Razina Munshi Columnist
A worker of the hospitality industry carries a mock coffin outside a closed bar in Cape Town during a protest against lockdown regulations and job losses. Picture: REUTERS/Mike Hutchings
A worker of the hospitality industry carries a mock coffin outside a closed bar in Cape Town during a protest against lockdown regulations and job losses. Picture: REUTERS/Mike Hutchings

On July 24, a little more than two weeks ago, SA recorded 13,944 new daily Covid-19 infections. This Sunday night, that figure fell to less than half that: 6,670.

Weekly stats show a similar trend. Average daily infections recorded between July 10 and 16 come in at 12,269, making it the worst week in SA’s epidemic. Between August 7 and today, average daily positive cases fell to 7,225.

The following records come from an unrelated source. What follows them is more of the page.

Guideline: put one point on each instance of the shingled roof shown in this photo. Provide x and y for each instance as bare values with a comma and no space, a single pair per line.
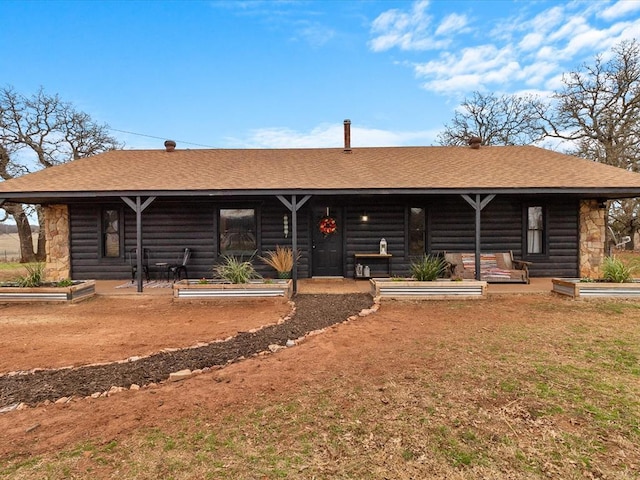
516,169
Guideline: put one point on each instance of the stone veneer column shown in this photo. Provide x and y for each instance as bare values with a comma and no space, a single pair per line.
58,259
592,238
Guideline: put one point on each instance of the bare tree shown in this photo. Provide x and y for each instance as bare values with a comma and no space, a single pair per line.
598,110
39,132
504,120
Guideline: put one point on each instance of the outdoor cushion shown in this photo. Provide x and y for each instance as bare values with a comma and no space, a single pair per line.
494,267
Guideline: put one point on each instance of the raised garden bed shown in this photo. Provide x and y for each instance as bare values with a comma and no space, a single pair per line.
576,288
435,290
80,290
194,289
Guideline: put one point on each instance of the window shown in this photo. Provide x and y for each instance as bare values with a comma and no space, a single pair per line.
111,233
237,228
535,229
417,228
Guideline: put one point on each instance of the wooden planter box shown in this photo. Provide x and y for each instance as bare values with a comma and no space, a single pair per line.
436,290
192,289
72,294
573,287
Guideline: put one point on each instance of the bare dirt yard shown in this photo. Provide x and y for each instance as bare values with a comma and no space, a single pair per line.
517,386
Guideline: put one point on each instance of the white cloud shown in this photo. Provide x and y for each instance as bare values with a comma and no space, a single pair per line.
526,51
620,9
330,136
452,24
407,31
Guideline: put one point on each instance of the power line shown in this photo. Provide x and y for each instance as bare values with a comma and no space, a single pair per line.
160,138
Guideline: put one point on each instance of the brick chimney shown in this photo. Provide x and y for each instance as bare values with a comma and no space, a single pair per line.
347,136
169,145
475,142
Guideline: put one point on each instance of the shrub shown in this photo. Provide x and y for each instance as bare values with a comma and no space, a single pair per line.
429,268
614,270
235,270
34,276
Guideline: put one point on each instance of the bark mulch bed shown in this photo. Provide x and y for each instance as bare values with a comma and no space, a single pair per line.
313,312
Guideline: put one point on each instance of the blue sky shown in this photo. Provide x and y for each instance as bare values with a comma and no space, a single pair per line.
279,74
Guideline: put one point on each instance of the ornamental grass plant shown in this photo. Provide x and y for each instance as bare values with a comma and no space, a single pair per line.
34,276
615,270
235,270
282,260
428,268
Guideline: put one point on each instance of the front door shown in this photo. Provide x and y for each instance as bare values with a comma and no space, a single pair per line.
327,242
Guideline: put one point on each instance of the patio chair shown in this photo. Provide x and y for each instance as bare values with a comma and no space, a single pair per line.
133,262
176,271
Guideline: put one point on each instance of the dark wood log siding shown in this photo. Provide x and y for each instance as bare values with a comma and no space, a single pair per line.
171,226
386,220
451,228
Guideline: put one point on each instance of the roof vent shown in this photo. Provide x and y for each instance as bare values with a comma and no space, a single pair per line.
475,142
347,136
169,145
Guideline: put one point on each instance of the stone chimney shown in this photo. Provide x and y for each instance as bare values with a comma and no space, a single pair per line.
475,142
169,145
347,136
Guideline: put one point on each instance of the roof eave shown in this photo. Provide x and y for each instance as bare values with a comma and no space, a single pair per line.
49,197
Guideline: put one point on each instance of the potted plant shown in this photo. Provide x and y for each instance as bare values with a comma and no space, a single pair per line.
616,281
235,278
428,268
282,260
32,287
427,282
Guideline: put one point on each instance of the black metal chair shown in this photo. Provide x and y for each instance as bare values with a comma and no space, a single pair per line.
133,262
177,270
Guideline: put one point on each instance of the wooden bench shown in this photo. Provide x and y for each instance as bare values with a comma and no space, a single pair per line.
498,267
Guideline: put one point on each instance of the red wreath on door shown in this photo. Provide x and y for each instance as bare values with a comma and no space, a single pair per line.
327,226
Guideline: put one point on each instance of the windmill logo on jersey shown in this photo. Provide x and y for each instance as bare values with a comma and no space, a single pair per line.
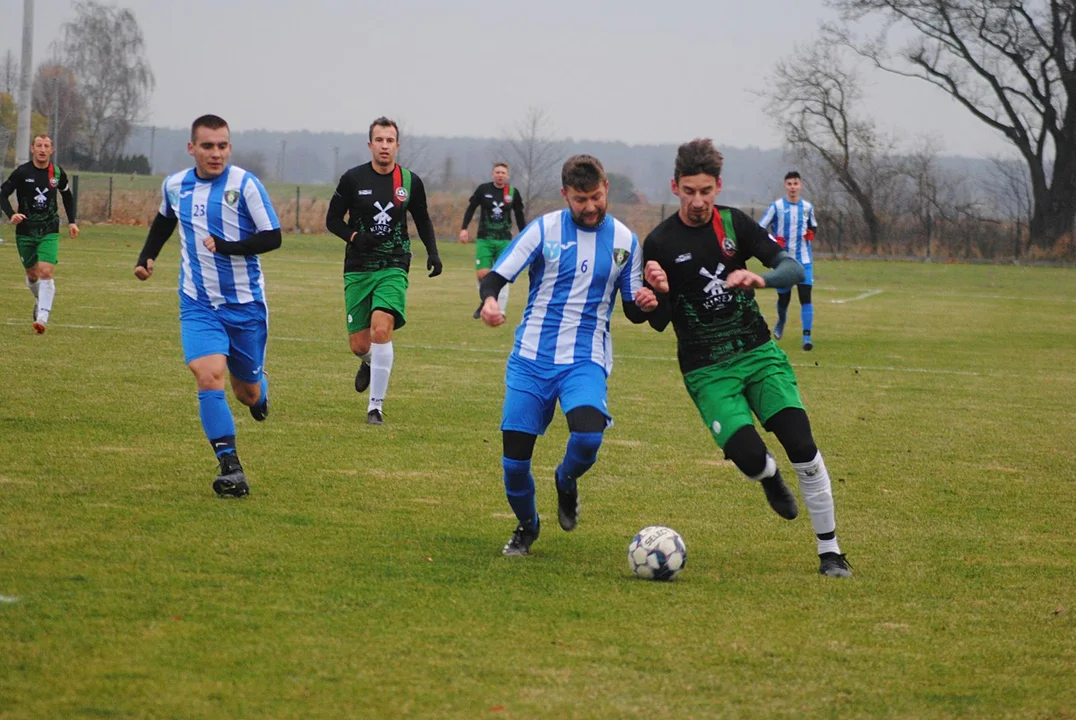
717,294
382,220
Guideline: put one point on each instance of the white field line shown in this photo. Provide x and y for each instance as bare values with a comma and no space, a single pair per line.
861,296
619,356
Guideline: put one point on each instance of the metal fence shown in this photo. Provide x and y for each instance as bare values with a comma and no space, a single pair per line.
135,199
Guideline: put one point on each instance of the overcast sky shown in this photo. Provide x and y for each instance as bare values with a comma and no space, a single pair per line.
638,71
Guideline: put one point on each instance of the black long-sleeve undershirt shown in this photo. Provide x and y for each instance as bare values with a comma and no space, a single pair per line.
163,227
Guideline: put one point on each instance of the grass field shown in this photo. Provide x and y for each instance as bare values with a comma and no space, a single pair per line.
364,578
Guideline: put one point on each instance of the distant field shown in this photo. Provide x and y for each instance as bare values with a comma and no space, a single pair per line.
364,577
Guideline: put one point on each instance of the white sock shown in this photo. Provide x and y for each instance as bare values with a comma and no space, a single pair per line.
503,299
768,470
818,496
381,367
45,295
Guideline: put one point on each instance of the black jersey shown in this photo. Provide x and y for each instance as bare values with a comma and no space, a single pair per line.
36,189
495,221
377,208
711,322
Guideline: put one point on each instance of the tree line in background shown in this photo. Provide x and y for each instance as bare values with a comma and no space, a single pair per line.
91,90
1010,65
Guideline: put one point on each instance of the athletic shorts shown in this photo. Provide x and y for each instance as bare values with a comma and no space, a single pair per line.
759,381
38,248
486,252
238,330
377,290
808,279
533,391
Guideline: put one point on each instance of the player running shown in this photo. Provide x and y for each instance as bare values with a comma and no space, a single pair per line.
498,201
579,259
37,222
376,198
225,220
696,262
791,221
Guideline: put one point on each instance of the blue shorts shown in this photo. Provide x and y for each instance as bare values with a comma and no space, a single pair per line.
533,391
239,332
808,279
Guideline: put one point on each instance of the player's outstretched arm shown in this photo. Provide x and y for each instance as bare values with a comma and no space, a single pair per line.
159,233
338,208
256,244
421,215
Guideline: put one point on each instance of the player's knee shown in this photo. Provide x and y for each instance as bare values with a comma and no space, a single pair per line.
747,451
246,393
585,446
518,446
359,344
586,419
208,377
792,428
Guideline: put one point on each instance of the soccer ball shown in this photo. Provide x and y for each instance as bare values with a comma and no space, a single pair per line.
656,553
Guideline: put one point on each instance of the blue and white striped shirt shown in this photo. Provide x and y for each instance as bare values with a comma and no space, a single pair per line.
575,274
791,221
232,207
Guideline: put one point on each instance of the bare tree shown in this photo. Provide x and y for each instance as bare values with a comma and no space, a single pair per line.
534,155
813,98
104,48
9,73
414,154
56,96
1011,65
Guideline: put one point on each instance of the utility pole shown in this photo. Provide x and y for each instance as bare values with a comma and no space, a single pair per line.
25,86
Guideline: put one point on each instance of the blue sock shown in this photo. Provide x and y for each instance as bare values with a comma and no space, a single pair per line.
807,316
580,454
217,422
520,489
265,390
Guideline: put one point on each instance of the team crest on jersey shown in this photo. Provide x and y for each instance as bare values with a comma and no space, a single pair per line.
551,249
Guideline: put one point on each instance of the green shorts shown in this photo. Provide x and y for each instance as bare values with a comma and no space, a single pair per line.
38,248
486,252
759,381
378,290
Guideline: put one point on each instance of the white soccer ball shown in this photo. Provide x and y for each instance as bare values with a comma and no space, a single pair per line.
656,553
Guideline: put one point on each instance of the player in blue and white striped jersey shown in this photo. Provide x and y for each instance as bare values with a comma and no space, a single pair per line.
225,220
579,258
791,221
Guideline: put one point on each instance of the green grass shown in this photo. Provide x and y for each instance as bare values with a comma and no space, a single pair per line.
364,577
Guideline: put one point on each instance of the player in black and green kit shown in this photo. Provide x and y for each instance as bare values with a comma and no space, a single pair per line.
36,185
497,199
374,197
696,264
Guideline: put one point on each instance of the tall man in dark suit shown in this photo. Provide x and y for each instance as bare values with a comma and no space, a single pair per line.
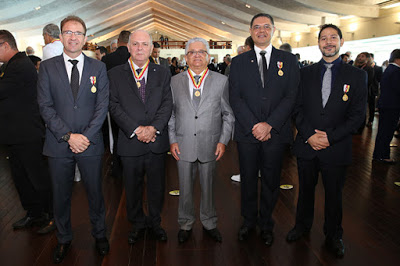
73,100
22,132
263,87
155,56
389,108
330,107
141,104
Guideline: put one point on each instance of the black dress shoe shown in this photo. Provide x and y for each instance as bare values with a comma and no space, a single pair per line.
160,234
244,232
47,227
102,246
60,252
25,222
295,234
336,246
183,235
267,237
214,234
136,235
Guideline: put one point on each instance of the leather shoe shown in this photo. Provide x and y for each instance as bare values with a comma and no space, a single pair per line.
25,222
336,246
47,227
183,235
102,246
244,232
60,252
214,234
160,234
267,237
295,234
136,235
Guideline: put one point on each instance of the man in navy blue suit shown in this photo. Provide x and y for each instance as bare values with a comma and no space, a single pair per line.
389,109
73,100
330,107
263,87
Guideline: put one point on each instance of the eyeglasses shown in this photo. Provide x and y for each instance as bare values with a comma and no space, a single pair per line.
265,27
76,33
201,52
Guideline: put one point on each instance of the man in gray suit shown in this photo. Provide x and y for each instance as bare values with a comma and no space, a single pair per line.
199,129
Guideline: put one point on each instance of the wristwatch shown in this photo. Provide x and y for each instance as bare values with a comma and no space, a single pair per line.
66,137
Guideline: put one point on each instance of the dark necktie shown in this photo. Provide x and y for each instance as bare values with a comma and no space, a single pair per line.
326,84
74,78
264,68
142,87
196,93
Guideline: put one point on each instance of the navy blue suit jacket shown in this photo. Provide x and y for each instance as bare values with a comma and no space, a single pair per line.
129,112
251,103
63,114
339,119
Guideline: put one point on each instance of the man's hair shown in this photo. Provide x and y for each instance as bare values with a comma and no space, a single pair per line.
262,15
197,39
102,49
124,36
395,54
330,26
286,47
73,18
52,30
6,36
34,59
249,42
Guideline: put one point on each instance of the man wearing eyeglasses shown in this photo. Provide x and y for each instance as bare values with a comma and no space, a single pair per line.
199,130
263,87
141,105
73,100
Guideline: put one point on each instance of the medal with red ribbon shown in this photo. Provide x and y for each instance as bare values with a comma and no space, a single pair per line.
140,75
346,89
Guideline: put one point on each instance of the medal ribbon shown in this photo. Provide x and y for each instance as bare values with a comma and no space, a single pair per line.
197,85
140,75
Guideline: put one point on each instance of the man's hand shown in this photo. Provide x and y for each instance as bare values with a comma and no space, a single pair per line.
261,131
220,150
146,134
78,143
319,140
174,148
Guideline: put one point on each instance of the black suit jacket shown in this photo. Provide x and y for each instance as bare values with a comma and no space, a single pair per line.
129,112
339,119
390,88
251,103
119,57
19,111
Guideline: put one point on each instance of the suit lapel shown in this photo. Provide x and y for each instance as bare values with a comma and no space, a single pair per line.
62,73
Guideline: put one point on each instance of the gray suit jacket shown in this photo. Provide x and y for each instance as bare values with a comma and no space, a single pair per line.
198,132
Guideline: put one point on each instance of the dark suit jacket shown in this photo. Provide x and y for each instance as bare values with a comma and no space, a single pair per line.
251,103
119,57
163,61
19,112
62,114
129,112
339,119
390,88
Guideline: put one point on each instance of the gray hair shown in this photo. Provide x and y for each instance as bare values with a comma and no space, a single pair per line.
52,30
197,39
150,38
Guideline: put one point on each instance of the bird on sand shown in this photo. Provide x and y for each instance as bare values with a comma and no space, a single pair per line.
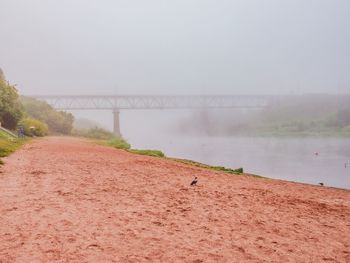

Sure, the mood in SA has probably never been gloomier. But, on the Covid front at least, there is reason for optimism.

Provincial breakdowns show that the Eastern Cape and Gauteng may have joined the Western Cape in seeing their worst.

SA’s positivity rate has dipped slightly from almost 27% to 24%, though it still means that for every four people tested, one is positive.

More significantly, the rate at which cases are doubling has dropped from every 14 days to 37 days.

Unfortunately, mortality rates are still high. And SA marked 10,000 Covid-19 deaths on the weekend. But scientists say deaths lag new infections by about three weeks, so even this metric should begin to drop.

Testing data is also less worthy of celebration. An average of 46,336 people were tested daily between July 10 and 16. The number of tests that SA has conducted has dropped consistently since then, and has fallen to a daily average of 33,592 this week.

What does this mean for South Africans?

These early signals of the easing of case numbers only mean that SA is beginning to get to grips with the first wave of the Covid-19 epidemic. This outbreak is far from over. And it is far too early to hope for a speedy return to our old way of life.

What happens next really depends on how you and I react to these early hopeful signals.

What it does mean, however, is that the government is likely to relax lockdown rules. And that will open the way for South Africans to rebuild what is left of their businesses, jobs and industries. That recovery is set to take a lot more grit. Brace yourself.